Our research is driven by applications in propulsion and energy, with extensions to health and environment. Lab activities are united by a core focus in experimental thermofluids and applied spectroscopy. Projects commonly span fundamental spectroscopy science to the design and deployment of prototype sensors to investigate dynamic flow-fields.
High-speed chemical propulsion systems represent a uniquely challenging engineering system to design and model due to the complex combination of competing fundamental mechanisms of heat transfer, chemical kinetics, and fluid mechanics. Due to the high cost, and higher cost of failure, associated with space travel, propulsion systems must be engineered to operate near physical limits with a precision driven by intolerance for error. Many advanced propulsion technologies are hindered in their development by a lack of understanding and control to minimize risk of failure at performance limits. These constraints drive the need for advanced diagnostic capability for time-resolved, in-situ characterization of propulsion flows to accelerate technology development. Optical sensors uniquely solve this challenge.
Laser absorption spectroscopy can be used to measure temperature, species, pressure, and velocity in harsh, high-temperature flows that typify propulsion systems. Integration of this sensing method enables quantitative determination of performance (e.g. combustion efficiency, enthalpy flux) and the identification of high-speed events / anomolous factors (e.g. combustion instability). Such sensors further enable the investigation of alternative fuels and operating conditions (T,P) and the corresponding effects on performance and reliability. Example applications from recent research efforts include time-resolved sensing behind detonation waves and in-situ mapping of a supersonic combustor for hypersonic flight.

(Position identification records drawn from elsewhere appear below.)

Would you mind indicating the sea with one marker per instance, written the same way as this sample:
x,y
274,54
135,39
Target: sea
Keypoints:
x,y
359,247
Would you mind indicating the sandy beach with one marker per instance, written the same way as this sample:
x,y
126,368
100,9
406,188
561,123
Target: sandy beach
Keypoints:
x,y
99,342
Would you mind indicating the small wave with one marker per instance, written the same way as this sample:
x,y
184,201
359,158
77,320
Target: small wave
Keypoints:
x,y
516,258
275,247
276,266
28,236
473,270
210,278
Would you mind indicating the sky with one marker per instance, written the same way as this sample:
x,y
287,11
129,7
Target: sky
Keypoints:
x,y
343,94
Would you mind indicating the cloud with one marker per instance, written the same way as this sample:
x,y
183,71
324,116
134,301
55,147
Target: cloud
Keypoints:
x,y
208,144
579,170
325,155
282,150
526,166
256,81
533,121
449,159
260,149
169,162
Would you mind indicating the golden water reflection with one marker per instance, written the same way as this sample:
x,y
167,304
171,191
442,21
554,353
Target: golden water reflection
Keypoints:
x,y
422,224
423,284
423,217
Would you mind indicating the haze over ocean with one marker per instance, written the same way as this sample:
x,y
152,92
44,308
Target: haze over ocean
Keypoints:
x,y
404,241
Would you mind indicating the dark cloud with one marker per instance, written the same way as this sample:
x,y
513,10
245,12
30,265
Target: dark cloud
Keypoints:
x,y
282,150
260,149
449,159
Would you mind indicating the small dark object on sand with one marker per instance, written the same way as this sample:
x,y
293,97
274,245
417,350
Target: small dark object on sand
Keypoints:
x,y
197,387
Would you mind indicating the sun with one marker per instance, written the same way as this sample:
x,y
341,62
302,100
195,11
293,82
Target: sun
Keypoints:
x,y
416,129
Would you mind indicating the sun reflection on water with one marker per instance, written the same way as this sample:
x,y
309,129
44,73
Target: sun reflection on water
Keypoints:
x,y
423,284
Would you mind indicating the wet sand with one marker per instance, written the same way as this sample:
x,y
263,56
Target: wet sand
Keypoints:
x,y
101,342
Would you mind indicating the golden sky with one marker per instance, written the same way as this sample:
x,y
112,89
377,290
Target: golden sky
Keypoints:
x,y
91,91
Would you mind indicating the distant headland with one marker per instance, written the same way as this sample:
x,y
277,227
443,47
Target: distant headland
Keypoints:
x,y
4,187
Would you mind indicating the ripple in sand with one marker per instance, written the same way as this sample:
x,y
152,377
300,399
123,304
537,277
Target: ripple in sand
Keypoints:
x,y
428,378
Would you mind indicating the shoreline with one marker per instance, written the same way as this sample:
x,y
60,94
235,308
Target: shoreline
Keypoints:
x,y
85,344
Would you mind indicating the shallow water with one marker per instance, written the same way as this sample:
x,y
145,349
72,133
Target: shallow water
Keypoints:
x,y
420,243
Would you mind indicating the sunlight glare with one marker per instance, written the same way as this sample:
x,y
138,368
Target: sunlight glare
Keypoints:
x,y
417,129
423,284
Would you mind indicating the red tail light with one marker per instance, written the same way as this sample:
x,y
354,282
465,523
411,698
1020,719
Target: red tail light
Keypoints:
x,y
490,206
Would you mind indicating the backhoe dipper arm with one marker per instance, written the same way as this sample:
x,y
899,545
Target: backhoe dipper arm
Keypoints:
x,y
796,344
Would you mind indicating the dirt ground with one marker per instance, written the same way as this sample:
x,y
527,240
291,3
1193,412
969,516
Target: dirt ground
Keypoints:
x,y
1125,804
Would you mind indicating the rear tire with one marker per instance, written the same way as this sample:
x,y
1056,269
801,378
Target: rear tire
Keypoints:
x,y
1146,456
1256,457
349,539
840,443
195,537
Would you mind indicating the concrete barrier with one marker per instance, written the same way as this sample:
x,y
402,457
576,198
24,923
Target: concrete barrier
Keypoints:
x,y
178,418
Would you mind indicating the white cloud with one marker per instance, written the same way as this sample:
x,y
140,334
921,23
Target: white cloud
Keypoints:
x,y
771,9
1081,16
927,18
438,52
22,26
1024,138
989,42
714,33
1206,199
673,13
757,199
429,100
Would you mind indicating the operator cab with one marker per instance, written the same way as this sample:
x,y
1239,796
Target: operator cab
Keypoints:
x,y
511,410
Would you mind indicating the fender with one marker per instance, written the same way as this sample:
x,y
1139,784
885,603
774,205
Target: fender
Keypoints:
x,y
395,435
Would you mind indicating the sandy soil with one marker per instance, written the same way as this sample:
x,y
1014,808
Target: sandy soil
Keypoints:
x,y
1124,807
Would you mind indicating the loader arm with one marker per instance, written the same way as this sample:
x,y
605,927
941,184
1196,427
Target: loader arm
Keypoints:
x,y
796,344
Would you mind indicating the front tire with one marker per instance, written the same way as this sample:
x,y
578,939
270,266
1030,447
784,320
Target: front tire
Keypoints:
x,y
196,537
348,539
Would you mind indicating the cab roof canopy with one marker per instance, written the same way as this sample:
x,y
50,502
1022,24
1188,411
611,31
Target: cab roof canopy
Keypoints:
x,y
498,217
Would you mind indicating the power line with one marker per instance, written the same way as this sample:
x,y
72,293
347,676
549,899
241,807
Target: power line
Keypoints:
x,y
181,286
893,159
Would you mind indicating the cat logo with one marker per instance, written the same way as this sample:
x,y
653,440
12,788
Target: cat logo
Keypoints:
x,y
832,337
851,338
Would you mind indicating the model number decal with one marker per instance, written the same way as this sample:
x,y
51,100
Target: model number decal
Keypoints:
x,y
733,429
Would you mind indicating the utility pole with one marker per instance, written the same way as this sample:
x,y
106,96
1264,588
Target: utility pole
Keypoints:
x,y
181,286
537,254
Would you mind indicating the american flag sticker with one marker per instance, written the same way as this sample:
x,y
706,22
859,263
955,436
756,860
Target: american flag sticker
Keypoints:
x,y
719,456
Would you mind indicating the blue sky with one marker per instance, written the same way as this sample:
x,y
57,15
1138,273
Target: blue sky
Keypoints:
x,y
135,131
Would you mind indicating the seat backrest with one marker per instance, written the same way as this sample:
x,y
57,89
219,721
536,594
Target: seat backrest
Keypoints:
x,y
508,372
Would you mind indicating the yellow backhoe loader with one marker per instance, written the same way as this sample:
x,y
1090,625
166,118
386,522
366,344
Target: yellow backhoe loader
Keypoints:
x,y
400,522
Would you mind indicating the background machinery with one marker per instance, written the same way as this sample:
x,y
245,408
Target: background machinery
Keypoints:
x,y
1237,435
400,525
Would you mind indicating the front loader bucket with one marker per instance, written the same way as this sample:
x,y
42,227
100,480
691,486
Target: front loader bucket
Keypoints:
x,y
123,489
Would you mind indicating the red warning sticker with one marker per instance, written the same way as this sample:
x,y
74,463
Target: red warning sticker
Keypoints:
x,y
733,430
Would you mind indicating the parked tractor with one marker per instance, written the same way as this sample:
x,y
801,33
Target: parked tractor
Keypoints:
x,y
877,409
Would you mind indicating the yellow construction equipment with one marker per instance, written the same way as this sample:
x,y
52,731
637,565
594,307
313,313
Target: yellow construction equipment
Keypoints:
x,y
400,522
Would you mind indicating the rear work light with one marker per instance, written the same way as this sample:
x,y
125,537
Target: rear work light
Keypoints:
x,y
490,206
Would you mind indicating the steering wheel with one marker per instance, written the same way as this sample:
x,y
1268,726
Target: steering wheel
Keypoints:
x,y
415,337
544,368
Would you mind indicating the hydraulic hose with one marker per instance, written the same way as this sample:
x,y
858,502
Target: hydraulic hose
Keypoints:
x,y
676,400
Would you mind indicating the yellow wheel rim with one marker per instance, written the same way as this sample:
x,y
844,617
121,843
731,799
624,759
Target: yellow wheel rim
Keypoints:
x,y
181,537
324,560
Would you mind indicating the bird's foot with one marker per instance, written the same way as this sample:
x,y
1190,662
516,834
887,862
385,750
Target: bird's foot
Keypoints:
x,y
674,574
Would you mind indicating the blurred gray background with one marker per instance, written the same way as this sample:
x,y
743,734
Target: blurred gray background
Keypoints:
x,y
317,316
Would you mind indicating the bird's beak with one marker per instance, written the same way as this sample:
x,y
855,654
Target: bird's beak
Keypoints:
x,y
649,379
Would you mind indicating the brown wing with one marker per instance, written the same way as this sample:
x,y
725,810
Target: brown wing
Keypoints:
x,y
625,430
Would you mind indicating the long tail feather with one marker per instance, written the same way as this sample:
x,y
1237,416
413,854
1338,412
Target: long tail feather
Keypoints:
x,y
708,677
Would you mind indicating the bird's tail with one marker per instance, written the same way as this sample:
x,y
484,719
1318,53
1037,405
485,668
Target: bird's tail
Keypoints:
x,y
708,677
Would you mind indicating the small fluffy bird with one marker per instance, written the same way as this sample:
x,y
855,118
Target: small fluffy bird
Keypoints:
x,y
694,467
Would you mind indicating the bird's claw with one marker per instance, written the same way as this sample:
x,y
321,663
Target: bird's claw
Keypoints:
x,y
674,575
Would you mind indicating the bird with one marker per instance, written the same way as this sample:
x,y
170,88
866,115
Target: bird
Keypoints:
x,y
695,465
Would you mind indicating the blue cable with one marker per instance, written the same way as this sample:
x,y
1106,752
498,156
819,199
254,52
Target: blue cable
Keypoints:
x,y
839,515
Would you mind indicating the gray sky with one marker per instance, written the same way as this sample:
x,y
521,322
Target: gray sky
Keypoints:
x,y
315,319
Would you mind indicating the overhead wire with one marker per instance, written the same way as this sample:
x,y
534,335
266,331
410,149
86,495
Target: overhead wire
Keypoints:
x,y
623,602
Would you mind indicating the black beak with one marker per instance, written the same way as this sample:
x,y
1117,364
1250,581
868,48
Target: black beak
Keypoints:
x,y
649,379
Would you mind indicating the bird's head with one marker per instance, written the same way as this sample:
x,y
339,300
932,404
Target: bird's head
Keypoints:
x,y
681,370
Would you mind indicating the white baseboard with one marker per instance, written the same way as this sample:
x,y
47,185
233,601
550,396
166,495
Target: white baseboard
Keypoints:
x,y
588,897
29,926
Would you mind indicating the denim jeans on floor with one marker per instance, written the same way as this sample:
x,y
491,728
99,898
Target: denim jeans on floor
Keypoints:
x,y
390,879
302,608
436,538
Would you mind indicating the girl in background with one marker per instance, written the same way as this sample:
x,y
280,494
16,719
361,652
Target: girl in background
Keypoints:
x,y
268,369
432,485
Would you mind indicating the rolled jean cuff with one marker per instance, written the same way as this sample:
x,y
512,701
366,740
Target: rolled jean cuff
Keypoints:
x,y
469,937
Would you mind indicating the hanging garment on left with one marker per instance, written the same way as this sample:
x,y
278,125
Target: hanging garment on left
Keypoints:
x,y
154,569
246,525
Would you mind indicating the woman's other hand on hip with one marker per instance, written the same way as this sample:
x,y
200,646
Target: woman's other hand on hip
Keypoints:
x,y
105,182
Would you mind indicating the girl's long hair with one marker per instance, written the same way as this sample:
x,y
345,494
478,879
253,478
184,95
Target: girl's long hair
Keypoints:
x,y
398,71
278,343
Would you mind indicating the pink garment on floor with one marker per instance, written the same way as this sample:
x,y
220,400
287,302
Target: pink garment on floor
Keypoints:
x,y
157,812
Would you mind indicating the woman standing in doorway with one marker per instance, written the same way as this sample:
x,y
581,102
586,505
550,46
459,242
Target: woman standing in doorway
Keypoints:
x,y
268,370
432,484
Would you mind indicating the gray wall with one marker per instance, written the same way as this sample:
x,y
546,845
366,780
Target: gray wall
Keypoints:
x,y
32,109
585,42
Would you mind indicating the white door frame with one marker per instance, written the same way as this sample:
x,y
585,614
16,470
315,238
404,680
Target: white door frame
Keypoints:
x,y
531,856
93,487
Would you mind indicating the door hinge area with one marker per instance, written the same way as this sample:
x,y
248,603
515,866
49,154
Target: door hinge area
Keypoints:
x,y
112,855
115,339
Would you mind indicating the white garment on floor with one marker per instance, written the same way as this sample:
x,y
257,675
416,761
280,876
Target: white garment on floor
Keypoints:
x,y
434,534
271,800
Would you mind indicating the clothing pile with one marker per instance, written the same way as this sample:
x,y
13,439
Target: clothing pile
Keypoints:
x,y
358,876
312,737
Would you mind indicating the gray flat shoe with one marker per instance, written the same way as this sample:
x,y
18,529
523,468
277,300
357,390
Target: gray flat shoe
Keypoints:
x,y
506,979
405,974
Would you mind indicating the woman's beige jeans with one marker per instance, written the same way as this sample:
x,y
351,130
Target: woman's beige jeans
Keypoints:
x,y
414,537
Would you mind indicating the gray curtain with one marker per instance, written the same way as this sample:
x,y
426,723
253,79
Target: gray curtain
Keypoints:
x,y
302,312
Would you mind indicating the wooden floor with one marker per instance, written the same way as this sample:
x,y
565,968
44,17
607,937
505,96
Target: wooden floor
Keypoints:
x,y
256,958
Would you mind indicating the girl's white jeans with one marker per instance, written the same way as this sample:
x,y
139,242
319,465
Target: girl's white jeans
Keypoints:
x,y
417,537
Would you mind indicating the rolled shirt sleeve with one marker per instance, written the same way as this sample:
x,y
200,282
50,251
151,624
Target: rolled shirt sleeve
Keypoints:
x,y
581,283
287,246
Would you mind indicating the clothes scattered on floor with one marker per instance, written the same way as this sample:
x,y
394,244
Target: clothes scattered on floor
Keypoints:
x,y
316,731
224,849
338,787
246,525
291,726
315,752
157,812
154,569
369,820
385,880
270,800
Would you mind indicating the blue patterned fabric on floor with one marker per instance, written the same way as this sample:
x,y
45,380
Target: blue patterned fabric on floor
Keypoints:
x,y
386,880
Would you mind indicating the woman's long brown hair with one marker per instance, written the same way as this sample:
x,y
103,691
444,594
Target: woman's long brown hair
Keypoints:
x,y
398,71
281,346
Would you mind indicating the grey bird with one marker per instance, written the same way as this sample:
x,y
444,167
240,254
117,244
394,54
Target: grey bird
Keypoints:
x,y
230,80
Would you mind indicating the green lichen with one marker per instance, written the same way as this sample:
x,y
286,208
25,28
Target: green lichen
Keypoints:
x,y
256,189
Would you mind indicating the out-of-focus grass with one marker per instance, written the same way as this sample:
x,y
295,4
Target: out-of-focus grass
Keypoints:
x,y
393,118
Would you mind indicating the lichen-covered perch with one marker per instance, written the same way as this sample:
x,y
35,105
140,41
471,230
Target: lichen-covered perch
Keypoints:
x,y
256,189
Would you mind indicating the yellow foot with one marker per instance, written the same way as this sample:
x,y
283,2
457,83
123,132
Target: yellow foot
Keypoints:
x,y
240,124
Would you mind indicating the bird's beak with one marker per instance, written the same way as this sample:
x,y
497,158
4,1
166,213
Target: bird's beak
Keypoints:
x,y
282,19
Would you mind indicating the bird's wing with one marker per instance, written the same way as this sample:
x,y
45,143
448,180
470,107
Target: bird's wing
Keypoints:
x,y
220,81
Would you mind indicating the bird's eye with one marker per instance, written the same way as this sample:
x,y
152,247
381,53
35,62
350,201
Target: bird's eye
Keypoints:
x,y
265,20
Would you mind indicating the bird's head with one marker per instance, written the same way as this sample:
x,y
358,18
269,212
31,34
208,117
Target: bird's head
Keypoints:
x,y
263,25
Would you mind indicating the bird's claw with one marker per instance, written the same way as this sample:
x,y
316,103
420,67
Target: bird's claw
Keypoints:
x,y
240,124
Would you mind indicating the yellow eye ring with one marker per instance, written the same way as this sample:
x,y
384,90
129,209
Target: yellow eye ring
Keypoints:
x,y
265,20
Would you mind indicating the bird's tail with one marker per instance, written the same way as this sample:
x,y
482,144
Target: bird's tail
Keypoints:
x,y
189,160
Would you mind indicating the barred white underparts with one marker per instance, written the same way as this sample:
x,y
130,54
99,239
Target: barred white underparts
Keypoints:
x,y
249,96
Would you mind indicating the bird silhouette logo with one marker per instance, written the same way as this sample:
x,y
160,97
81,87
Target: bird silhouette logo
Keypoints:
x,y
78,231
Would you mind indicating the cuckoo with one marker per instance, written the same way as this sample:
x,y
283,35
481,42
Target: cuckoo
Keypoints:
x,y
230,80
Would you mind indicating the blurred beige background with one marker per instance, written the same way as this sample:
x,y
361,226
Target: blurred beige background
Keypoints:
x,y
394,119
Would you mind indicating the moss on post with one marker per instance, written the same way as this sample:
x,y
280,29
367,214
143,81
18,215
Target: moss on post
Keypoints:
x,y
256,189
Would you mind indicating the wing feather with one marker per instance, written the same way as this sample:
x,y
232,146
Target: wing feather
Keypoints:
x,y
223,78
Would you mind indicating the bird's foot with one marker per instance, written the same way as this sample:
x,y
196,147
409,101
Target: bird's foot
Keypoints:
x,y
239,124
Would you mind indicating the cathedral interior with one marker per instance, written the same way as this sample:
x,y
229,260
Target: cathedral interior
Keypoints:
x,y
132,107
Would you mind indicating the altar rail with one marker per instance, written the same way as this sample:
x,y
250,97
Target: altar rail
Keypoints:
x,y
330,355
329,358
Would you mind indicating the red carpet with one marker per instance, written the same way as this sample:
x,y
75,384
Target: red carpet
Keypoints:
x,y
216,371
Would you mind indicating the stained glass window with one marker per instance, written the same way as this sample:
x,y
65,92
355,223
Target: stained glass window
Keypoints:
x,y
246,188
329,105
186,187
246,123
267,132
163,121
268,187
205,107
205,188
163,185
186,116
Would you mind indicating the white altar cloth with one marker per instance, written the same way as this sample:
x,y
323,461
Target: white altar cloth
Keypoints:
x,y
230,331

Chemical bond energy (in the form of solid, liquid, and gaseous fuels) accounts for more than 80% of the world's energy resource demand. Due to the high density (on both mass and volume basis) of energy stored in chemical bonds, fuels will remain carriers of energy for efficient transport and many on-board end-uses long after fossilized sources have been exhausted as a result of poor economics or regulatory constraints. Bio-fuels and cleaner synthetic fuels must be efficiently processed and integrated into existing and new energy conversion systems. These conversion processes (spanning from artificial photosynthesis to flex-fuel engines) uniformly involve reacting flows with transient species and thermodynamic properties.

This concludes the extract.